Quand la startup de désextinction Colossal Biosciences a révélé l'année dernière qu'elle tentait de « ressusciter » le loup terrible à partir de matériel génétique trouvé dans des fossiles, nous avons soutenu que, malgré la controverse entourant le projet, l'entreprise construisait des technologies précieuses justifiant sa valorisation de 10,2 milliards de dollars. Maintenant, environ 16 mois plus tard, la startup est en négociations pour lever de nouveaux fonds à une valorisation de 20 à 30 milliards de dollars, a rapporté Axios. C'est ça – l'entreprise qui veut ramener le mammouth laineux et le dodo vaut désormais plus que le PIB de la plupart des créatures vivantes réelles.
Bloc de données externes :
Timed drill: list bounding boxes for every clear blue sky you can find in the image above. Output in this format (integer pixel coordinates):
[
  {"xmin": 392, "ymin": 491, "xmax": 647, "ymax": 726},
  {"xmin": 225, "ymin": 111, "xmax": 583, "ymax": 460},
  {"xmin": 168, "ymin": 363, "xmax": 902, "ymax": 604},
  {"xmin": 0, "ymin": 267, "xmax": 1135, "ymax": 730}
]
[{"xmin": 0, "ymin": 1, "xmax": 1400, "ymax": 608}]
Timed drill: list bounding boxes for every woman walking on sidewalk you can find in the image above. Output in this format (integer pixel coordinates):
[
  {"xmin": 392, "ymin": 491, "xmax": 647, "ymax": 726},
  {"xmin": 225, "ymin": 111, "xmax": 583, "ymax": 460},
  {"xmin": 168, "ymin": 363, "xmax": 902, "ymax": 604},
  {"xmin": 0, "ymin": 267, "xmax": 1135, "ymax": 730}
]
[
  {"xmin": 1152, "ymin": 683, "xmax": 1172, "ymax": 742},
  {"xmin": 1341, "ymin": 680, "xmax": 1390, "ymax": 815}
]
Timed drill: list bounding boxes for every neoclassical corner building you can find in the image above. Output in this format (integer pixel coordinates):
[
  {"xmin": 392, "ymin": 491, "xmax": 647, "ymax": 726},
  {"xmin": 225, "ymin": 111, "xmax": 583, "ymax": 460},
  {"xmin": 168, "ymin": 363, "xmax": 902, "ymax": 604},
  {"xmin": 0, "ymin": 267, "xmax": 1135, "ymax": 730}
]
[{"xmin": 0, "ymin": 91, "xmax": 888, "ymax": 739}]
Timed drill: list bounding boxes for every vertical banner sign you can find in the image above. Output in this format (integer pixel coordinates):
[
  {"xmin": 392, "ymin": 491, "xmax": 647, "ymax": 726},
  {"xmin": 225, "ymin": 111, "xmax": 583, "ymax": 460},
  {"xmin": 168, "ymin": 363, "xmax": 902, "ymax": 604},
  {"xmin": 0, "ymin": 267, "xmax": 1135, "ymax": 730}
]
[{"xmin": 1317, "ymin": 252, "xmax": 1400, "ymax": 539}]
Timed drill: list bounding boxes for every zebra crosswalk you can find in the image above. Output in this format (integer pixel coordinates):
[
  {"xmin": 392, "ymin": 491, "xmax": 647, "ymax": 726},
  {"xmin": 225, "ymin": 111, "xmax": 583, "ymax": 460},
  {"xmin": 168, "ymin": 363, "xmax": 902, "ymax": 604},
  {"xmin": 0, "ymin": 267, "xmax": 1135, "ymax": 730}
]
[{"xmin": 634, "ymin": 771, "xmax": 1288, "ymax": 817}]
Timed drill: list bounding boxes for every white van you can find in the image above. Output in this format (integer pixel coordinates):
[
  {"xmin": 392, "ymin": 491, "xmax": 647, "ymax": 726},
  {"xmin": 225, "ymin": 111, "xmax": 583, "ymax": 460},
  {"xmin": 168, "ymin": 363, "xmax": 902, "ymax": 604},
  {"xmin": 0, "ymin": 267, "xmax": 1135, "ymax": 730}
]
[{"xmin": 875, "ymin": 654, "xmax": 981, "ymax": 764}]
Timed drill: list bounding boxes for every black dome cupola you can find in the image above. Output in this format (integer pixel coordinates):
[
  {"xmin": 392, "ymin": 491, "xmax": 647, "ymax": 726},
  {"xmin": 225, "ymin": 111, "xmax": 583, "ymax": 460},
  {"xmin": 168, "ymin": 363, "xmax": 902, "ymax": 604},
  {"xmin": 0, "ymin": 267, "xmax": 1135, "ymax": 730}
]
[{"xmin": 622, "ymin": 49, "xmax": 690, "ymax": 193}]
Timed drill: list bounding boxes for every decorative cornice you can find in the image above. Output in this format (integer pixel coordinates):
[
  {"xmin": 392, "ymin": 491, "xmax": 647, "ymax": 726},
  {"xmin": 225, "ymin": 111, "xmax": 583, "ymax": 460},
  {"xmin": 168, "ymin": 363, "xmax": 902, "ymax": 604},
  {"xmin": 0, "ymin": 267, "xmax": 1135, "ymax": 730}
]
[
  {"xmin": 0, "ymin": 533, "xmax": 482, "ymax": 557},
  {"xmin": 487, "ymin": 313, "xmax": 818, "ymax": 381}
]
On ne sait pas qui mène le nouveau tour, ni combien de capital l'entreprise de cinq ans cherche à lever. Mais on sait, selon le rapport, que Colossal a commencé à générer des revenus au cours de l'année dernière. Le co-fondateur et PDG de Colossal, Ben Lamm, a déclaré à TechCrunch l'année dernière que l'entreprise voit trois sources de revenus. L'entreprise a proposé sa technologie de conservation au gouvernement américain et aux Émirats arabes unis, qui ont récemment investi 60 millions de dollars dans l'entreprise, selon Wired. Colossal a essaimé trois startups, dont Breaking, une entreprise qui aide à décomposer les plastiques ; Form Bio, une plateforme de biologie computationnelle qui a obtenu 30 millions de dollars de financement ; et Astromech, une entreprise de modélisation prédictive axée sur l'IA dans la biologie et les sciences de la vie, valorisée à 2 milliards de dollars en mars.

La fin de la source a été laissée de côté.